Этой весной мне пришлось по случаю держать в руках телеграммы, которыми в последние предвоенные дни обменивались главы европейских царствующих домов, и в милейших «dear Nicky» и «dear Georgie», в этом привычном семейном куковании за часы до того, как все рухнет и посыплется, есть какая-то особая жуть – кажется, что не приятные черно-белые люди запустили маховик современности, а она сама вырвалась из рук и пошла, пожирая версты и жизни.
Блоковские стихи написаны после своего рода наводки на резкость – изнутри этой самой внезапно наступившей современности, о чем там и сказано аршинными, если не огненными, буквами. Петроградское небо мутилось дождем, две недели назад столица была спешно переименована, – бург с его немецким привкусом пришлось заменить на – град, громили немецкие лавки, топили в Мойке бронзовых коней, украшавших немецкое посольство, пятнадцатилетнему Косте Вагенгейму сменили фамилию на Вагинов, с нею он всю жизнь и проходил. О таком в стихах нет, в первой публикации они называются «На фронт» и начинаются как документ, как прямой перевод из реальности в текстовый формат. 30 августа Блок записывает: «Мы обедаем у мамы в Петергофе. – Эшелон уходил из Петергофа – с песнями и ура». Через день, 1 сентября, было написано «Петроградское небо», которое значило тогда что угодно, только не привычный нам текст о последних минутах старого мира.
Странным образом эти блоковские стихи и становятся собой (тем, к чему мы привыкли) лишь в ретроспекции, во взгляде, обращенном назад из точки сегодняшнего стояния, когда все уже совершилось и читатель слишком хорошо знает, что было дальше. Здесь что-то вроде входа в тоннель, здесь начало дуги, по ту сторону которой стоят мандельштамовские «Стихи о неизвестном солдате», накануне предыдущей войны подводящие итог оптовым смертям первой. Это своего рода постскриптум к блоковскому тексту, но написанный уже на языке нового века, предельно сгущенный, но имеющий дело с тем же материалом. Дождь, неприветливый сеятель, идет в 1937-м поверх дождя из августа 14-го, лесистые крестики, что метили/Океан или клин боевой, – эхо тех дождливых полей. «И тихонько крестилась рука».
Блоковские стихи и сами работают как эхо, продолжая себя из строфы в строфу путем повторов и ауканья – опорные слова подхватываются здесь, на очень небольшом пространстве, не раз и не два. Блок говорит где-то об устройстве стихотворения примерно так: стихотворный текст вроде покрывала, растянутого на остриях нескольких слов, сияющих как звезды, ради них-то все и делается. В истории с «Петроградским небом» эти главные слова как бы не в силах не возвращаться, не возникать снова и снова.

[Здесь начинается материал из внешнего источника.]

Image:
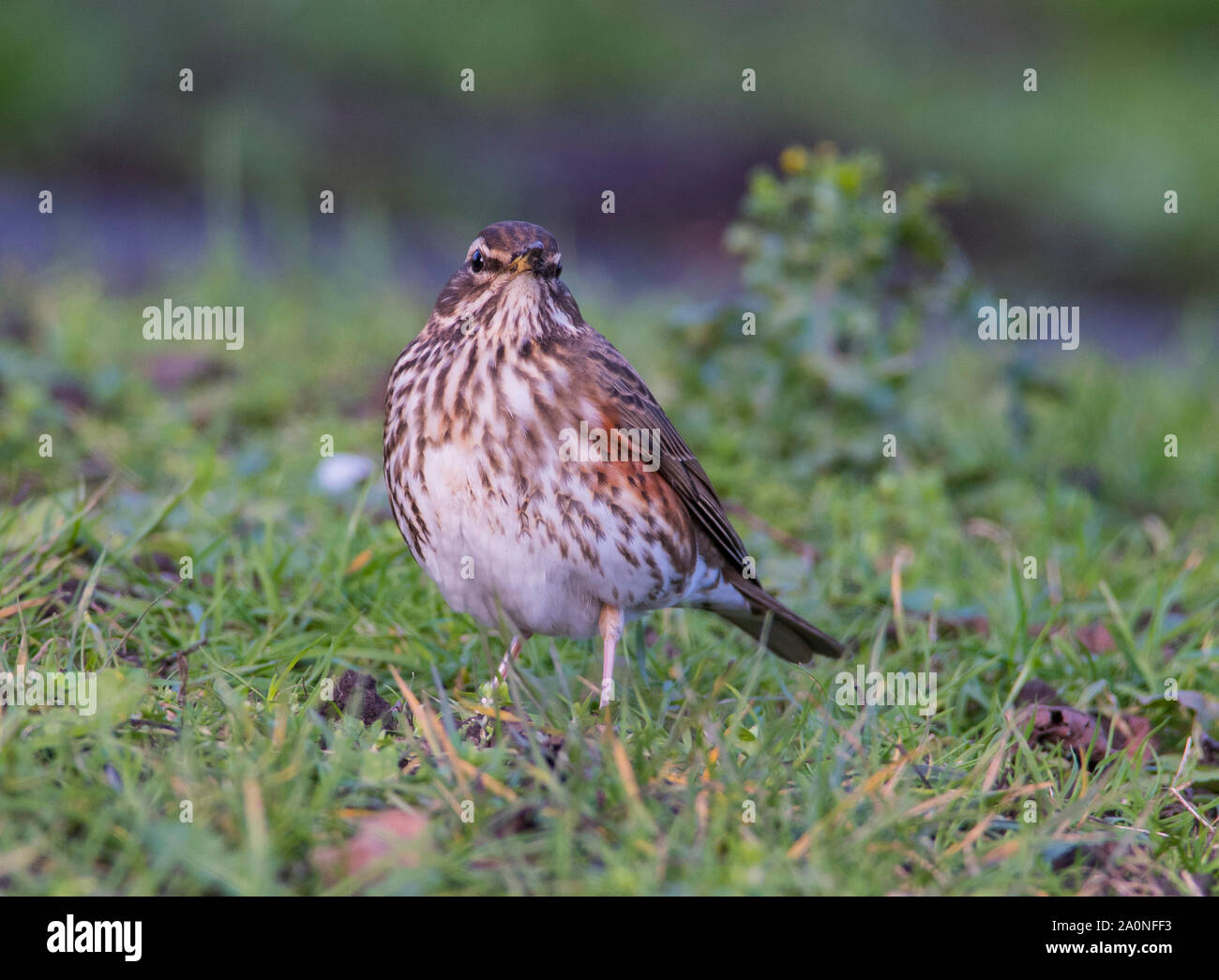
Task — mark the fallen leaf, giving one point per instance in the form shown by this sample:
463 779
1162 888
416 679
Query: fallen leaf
386 838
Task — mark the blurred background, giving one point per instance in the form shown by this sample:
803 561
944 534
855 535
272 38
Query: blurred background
1061 190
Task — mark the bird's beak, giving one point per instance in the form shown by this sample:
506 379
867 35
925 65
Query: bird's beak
528 259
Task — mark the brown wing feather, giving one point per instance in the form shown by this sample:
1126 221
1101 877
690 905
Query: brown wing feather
637 409
634 407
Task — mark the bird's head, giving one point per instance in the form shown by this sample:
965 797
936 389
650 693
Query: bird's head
511 248
508 285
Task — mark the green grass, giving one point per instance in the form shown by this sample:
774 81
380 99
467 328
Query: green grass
292 588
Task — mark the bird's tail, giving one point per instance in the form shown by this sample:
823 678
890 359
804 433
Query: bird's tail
784 633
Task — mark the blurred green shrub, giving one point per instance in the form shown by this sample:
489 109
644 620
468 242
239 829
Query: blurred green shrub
839 292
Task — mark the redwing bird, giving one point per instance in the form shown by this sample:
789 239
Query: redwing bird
537 482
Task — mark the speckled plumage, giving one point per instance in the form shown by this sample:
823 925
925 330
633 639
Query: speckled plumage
513 529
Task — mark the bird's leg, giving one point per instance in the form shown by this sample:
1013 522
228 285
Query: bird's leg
512 653
610 625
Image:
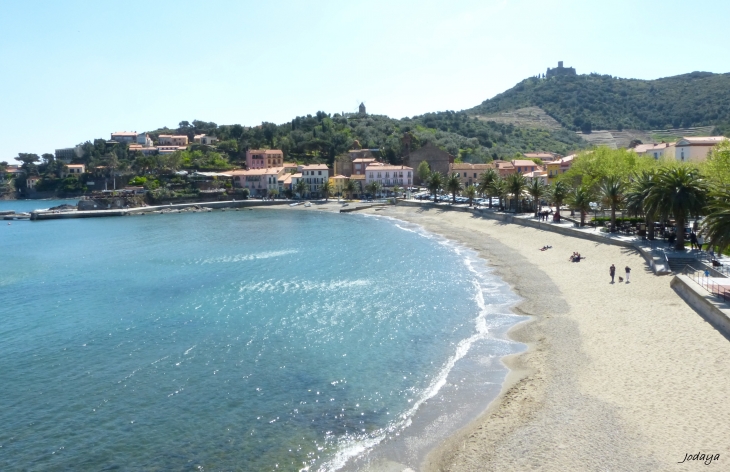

И это не только «ура», повторенное здесь трижды: ура вроде как и положено самовоспроизводиться; сюда же и «пора» (разобраться с противником, видимо), выделенное в тексте стихотворения курсивом. Подхваты – что-то вроде сетки, по которой вкось движется текст; начальное поступательное «взвод за взводом и штык за штыком» – и наклонная штриховка, похожая на дождь, продолжается с каждой новой вводной. Почти каждому слову мало прозвучать один раз; за «тучами в крови» непременно возникнет «под черною тучей горнист заиграл», полям соответствуют поля, на «жаль» отвечает жалость, всему сущему есть рифма, все повторяется не единожды, старый мир напоследок сам себя окликает. Рожок, который военною славой заплакал, – родственник военной флейте, державинскому снигирю. Галицийские кровавые поля пришли прямиком из Жуковского: «Англичанин разбит, англичанин бежит/ С Анкрамморских кровавых полей», и в патриотическом стихотворении это выглядит как странноватое «мальбрук в поход собрался» – так, словно автор не вполне властен над собственным текстом и стихотворение пишется само собой, перескакивая с одного опорного камушка на другой, и его предчувствия и выводы не имеют ничего общего с блоковскими.
Эти стихи, повторюсь, вроде как принято воспринимать как «антивоенные» – так, словно весть о гибели была заложена в них с самого начала; словно наше школьное знание о том, чем все это кончится, уже было доступно Блоку 1 сентября 1914-го. Эта аберрация естественна, и дело не только в том, что мы прочно отучены радоваться любой войне, и русская патриотическая – другой не было – лирика первых военных месяцев, от Кузмина и Георгия Иванова до Сологуба и Городецкого, вызывает острое чувство неловкости.